Escaping '{' and '}' in regex for C - c

I would like to use the following regex \{.+\} in C. For example, {HELLO} would be valid but HELLO}2, {HELLO and HELLO would not.
I am making use of the POSIX regex library regex.h.
However, I am getting a regcomp error 13 when inputting "\\{.+\\}", and "\{.+\}" is giving me an unknown escape sequence warning.
#include <regex.h>
int main()
{
regex_t regex_enclosed;
char* pattern_enclosed = "\\{.+\\}";
// regex is not compiling but returning error code 13
regcomp(&regex_enclosed, pattern_enclosed, 0);
return 0;
}
Is there any way around this? As if I don't escape the { and }, the pattern isn't compiled correctly.
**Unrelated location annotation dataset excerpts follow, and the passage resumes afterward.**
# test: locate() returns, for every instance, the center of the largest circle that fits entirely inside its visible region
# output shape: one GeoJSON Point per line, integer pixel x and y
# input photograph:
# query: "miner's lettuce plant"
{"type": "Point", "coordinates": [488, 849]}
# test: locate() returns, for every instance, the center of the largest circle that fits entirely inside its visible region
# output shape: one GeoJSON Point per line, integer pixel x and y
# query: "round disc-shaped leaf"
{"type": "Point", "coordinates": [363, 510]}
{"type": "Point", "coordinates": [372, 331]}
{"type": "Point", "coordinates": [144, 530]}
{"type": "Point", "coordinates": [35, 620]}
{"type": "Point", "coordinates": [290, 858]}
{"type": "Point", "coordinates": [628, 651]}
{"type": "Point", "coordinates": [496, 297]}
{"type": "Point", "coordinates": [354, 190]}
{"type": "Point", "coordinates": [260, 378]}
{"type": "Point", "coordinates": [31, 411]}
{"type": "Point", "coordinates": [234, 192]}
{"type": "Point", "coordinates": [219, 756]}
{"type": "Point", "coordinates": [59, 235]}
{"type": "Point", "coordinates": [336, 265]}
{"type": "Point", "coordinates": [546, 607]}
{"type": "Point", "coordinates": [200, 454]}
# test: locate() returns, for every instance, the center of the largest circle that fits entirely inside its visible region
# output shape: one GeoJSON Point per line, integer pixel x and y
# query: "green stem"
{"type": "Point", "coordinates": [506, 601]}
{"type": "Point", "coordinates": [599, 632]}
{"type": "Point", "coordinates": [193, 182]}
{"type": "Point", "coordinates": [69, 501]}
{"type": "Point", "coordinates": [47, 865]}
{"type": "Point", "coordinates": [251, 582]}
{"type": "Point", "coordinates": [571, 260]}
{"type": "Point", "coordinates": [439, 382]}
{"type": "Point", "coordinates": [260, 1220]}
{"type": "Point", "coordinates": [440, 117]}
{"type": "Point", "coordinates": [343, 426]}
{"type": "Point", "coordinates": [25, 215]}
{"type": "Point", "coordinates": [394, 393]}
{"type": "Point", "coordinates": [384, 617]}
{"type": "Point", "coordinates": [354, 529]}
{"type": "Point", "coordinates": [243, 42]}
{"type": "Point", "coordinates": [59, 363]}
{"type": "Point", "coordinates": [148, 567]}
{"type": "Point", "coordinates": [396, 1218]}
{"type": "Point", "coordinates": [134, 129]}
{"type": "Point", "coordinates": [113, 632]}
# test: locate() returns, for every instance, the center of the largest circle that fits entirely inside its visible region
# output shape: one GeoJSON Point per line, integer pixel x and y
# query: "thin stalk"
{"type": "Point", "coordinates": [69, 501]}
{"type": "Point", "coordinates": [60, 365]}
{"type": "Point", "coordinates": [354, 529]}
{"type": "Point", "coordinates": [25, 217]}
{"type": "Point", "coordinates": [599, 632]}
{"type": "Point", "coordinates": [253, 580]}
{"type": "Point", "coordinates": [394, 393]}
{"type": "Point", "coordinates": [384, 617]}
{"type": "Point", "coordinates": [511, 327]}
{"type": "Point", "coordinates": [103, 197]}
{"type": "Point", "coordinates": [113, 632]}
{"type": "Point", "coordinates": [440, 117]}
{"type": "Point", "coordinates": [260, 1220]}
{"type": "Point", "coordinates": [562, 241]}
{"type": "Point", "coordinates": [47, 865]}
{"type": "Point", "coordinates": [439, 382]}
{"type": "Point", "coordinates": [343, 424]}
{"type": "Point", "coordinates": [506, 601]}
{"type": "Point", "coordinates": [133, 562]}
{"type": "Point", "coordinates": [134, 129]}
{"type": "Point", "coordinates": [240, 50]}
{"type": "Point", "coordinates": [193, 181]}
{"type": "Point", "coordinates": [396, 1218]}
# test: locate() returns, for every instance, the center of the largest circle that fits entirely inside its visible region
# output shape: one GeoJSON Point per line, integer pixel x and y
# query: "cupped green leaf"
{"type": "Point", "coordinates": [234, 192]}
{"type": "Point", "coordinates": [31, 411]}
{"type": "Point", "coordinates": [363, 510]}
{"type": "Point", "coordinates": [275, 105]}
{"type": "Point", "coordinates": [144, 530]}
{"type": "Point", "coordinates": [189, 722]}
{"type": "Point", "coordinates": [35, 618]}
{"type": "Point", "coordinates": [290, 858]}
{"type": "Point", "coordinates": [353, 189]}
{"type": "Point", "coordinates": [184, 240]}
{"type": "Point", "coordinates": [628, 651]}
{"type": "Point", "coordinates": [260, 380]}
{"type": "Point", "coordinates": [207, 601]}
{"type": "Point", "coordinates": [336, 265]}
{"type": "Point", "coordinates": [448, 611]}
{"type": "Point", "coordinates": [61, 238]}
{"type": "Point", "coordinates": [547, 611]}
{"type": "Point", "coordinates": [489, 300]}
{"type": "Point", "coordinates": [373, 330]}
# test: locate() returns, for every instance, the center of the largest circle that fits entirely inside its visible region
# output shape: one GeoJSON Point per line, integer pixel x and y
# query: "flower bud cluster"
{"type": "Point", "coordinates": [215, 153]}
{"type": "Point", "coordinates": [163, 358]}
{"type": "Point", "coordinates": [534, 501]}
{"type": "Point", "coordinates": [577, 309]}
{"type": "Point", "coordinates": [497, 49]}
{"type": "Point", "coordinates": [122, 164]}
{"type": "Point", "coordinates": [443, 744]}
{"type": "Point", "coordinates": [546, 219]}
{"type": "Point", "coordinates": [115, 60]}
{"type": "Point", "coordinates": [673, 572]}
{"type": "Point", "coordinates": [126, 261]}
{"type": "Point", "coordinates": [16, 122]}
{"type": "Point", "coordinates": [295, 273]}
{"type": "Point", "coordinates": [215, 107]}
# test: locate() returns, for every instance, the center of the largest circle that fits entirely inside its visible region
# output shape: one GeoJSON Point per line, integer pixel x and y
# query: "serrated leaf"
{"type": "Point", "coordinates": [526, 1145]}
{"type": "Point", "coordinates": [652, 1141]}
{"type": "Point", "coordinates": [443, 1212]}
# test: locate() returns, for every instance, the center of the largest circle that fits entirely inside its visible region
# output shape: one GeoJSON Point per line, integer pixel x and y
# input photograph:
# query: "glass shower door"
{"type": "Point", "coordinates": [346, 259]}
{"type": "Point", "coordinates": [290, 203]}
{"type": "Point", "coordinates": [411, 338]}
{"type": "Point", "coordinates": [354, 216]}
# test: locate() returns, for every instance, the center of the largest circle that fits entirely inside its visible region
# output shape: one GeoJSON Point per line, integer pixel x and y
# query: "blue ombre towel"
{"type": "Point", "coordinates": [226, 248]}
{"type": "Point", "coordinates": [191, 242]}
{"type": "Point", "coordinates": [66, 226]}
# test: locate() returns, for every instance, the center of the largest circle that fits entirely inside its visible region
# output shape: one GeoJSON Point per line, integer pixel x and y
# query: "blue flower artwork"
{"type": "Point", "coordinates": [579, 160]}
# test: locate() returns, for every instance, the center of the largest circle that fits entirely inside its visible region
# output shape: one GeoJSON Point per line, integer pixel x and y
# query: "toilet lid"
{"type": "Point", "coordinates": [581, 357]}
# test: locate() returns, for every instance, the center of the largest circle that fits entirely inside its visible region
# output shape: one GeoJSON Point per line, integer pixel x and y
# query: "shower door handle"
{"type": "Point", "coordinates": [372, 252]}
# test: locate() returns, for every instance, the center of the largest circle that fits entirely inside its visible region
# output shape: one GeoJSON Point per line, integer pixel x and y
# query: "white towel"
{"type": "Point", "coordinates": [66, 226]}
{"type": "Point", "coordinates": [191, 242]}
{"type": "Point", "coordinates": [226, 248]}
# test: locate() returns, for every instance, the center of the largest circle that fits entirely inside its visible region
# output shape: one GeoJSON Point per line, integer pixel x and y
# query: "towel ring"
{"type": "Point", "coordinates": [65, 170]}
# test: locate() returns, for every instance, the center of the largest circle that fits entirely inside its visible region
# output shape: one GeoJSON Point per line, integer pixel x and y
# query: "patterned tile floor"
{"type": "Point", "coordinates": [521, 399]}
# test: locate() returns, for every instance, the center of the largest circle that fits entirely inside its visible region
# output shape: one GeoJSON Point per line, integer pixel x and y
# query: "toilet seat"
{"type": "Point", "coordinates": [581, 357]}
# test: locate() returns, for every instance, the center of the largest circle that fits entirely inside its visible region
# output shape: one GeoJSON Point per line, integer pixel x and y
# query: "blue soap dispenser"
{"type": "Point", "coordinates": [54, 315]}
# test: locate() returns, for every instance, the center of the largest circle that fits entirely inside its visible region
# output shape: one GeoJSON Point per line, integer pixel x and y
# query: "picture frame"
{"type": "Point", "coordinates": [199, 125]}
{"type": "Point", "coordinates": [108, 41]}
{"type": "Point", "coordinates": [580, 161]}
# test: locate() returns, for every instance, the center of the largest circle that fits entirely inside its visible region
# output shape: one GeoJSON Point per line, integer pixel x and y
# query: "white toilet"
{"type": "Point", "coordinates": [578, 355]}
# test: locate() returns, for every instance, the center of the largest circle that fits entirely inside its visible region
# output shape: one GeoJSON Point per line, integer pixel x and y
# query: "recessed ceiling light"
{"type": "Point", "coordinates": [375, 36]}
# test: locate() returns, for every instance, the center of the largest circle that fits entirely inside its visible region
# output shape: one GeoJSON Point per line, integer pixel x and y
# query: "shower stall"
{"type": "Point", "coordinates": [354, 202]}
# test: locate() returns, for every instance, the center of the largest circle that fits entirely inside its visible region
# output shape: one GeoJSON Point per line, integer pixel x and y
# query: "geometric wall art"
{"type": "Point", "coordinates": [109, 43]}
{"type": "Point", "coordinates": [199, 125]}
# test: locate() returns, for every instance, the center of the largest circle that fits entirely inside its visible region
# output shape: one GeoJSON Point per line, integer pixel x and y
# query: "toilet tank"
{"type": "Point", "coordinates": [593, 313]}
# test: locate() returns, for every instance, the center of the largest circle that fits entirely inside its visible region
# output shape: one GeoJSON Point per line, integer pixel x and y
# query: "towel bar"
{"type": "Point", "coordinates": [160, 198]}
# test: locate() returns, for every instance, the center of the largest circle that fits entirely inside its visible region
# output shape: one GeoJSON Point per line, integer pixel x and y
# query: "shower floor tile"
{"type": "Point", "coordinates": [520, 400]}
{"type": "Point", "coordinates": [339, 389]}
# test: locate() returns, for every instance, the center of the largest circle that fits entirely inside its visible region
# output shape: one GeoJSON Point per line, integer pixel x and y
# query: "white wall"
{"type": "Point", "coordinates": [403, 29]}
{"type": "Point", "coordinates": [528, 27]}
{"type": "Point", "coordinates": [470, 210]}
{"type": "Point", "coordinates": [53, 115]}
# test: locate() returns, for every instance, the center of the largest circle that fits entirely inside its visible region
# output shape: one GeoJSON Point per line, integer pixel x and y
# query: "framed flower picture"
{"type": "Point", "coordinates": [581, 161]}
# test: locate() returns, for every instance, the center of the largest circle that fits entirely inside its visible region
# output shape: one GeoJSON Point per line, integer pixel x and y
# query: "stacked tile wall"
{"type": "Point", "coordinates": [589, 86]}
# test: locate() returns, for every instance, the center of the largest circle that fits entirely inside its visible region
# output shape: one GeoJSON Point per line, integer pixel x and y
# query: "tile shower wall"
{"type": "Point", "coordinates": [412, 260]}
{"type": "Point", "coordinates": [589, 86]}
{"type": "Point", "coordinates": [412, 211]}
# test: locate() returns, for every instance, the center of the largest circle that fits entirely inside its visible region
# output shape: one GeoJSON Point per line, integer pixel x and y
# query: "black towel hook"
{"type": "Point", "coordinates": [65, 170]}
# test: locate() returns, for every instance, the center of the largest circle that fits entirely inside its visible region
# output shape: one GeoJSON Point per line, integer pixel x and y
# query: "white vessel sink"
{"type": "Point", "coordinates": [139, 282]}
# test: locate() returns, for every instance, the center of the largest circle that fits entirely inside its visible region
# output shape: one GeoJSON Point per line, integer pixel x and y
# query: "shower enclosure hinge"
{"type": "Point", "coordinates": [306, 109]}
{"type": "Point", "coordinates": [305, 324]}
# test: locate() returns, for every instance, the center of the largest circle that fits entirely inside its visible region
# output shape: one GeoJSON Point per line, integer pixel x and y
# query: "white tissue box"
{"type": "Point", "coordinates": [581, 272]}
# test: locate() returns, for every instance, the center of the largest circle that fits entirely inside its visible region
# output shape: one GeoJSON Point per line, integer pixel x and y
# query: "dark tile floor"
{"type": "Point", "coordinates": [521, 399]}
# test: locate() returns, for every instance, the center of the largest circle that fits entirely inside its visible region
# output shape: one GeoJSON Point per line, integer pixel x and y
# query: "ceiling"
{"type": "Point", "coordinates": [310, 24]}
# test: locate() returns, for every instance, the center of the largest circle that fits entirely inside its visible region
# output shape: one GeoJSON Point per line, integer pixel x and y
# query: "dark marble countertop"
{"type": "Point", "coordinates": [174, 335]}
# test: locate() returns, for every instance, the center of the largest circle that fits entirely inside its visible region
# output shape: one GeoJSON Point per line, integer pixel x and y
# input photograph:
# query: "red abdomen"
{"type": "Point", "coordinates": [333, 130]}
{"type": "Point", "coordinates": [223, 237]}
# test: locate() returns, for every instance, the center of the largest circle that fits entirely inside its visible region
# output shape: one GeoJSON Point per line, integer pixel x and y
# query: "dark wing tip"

You must use the REG_EXTENDED flag to compile extended regular expressions. Basic regular expressions are not very intuitive and mostly obsolete. Furthermore, you want the shortest match to only match {HOME} in "{HOME}/{DATE}":
regex_t regex_enclosed;
const char *pattern_enclosed = "\\{[^}]+\\}"; // can also use "[{][^}]+[}]"
int res = regcomp(&regex_enclosed, pattern_enclosed, REG_EXTENDED);

Without REG_EXTENDED, you are using POSIX BRE. You can still go with the POSIX BRE, just:
Do not escape braces
Use Kleene star * instead of + (+ matches + in POSIX BRE)
But use negated bracket expression to match text between braces.
Use
regex_t regex_enclosed;
const char *pattern_enclosed = "{[^{}]*}";
int res = regcomp(&regex_enclosed, pattern_enclosed, 0);
EXPLANATION
--------------------------------------------------------------------------------
{ '{'
--------------------------------------------------------------------------------
[^{}]* any character except: '{', '}' (0 or more
times (matching the most amount possible))
--------------------------------------------------------------------------------
} '}'

Related

Can't use regular expression with .*

I've been trying to use regular expressions (<regex.h>) in a C project I am developing.
According to regex101 the regex it is well written and identifies what I'm trying to identify but it doesn't work when I try to run it in C.
#include <stdio.h>
#include <regex.h>
int main() {
char pattern[] = "#include.*";
char line[] = "#include <stdio.h>";
regex_t string;
int regex_return = -1;
regex_return = regcomp(&string, line, 0);
regex_return += regexec(&string, pattern, 0, NULL, 0);
printf("%d", regex_return);
return 0;
}
This is a sample code I wrote to test the expression when I found out it didn't work.
It prints 1, when I expected 0.
It prints 0 if I change the line to "#include", which is just strange to me, because it's ignoring the .* at the end.
line and pattern are swapped.
regcomp takes the pattern and regexec takes the string to check.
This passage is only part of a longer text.